Abstract: The large body of works that has studied complex networks has reached a consensus on which statistics are relevant to describe a given network: degree distribution, clustering coefficient, community structure, etc. Different notions have been introduced to compute a node's centrality, i.e. its importance in the networks. One of the most used ones is the betweenness centrality, which quantifies on how many shortest paths this given node stands. However, in dynamic networks, i.e. networks whose nodes and links evolve with time, no consensus exists on how to evaluate a node's importance. We will present some possible solutions to evaluate it. We will study the case of an inter-person contact network. In such a network, people are given sensors that can communicate with each other wirelessly, e.g. by bluetooth or wifi.
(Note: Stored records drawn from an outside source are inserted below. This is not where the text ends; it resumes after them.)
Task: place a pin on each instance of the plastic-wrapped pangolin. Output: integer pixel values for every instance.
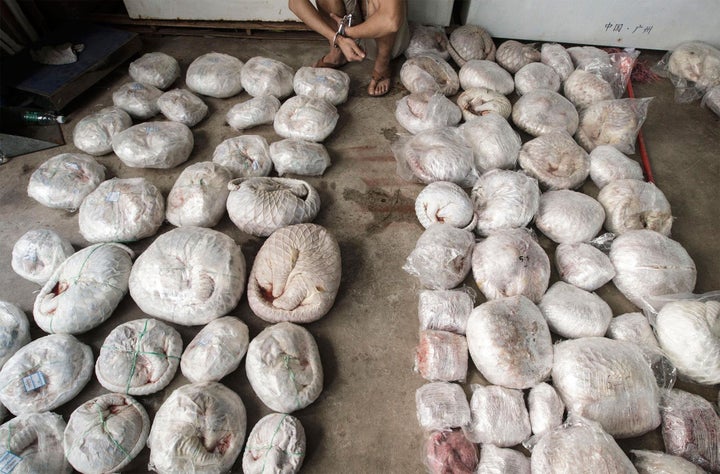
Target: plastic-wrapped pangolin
(283, 367)
(322, 83)
(85, 290)
(513, 55)
(543, 111)
(307, 118)
(426, 110)
(445, 203)
(275, 444)
(262, 76)
(63, 181)
(93, 133)
(261, 205)
(156, 68)
(510, 342)
(199, 428)
(106, 433)
(631, 204)
(139, 357)
(487, 75)
(296, 275)
(429, 72)
(121, 210)
(245, 156)
(509, 263)
(478, 101)
(189, 276)
(253, 112)
(215, 75)
(45, 374)
(469, 42)
(181, 105)
(33, 443)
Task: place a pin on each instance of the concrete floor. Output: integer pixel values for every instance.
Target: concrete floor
(364, 420)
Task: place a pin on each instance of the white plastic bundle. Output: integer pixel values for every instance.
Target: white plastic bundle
(572, 313)
(445, 203)
(486, 74)
(426, 110)
(450, 451)
(121, 210)
(216, 75)
(283, 367)
(609, 382)
(440, 154)
(38, 253)
(93, 133)
(556, 56)
(510, 263)
(106, 433)
(160, 145)
(441, 406)
(691, 428)
(253, 112)
(296, 275)
(429, 72)
(607, 164)
(189, 276)
(139, 357)
(441, 258)
(569, 217)
(157, 69)
(469, 42)
(494, 460)
(215, 351)
(542, 111)
(556, 160)
(306, 118)
(579, 447)
(276, 443)
(84, 290)
(514, 55)
(14, 330)
(536, 76)
(689, 333)
(296, 156)
(266, 76)
(331, 85)
(510, 342)
(45, 374)
(261, 205)
(181, 105)
(490, 404)
(244, 156)
(545, 407)
(198, 196)
(138, 100)
(441, 356)
(657, 462)
(612, 122)
(631, 204)
(33, 443)
(583, 265)
(493, 141)
(445, 310)
(63, 181)
(427, 39)
(649, 264)
(199, 428)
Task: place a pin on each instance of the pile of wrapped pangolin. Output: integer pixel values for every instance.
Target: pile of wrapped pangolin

These sensors emit packets periodically, the reception of such a packet by another sensor indicating that the two corresponding persons are within communication range. Such networks are widely studied for the design of communication protocols.

Nikos Paragios
Nikos Paragios
Ecole Centrale de Paris, Ecole des Ponts-ParisTech and INRIA Saclay, France

 

Title: Graphical Models and Discrete Optimization on Big (Visual) Data

Abstract: Inverse modeling aims at recovering the set of parameters of a parametric model such that the resulting instance optimally explains the observations/measurements. Such a formulation is often addressed as an optimization problem of an appropriately defined objective function that is in most of the cases is an ill-posed, highly non-linear and highly non-convex problem. In this seminar, we will investigate the use of graphical models (low and higher order rank) to address such inference and present efficient optimization algorithms that can produce either computational efficient near-optimal solutions or optimal ones through tight relaxations and dual decomposition when applied to colossal data involving models of massive complexity. The domain of computer vision/ medical imaging (segmentation/registration/matching and beyond) will be used to demonstrate the extreme potentials of such modeling and inference methods on big data.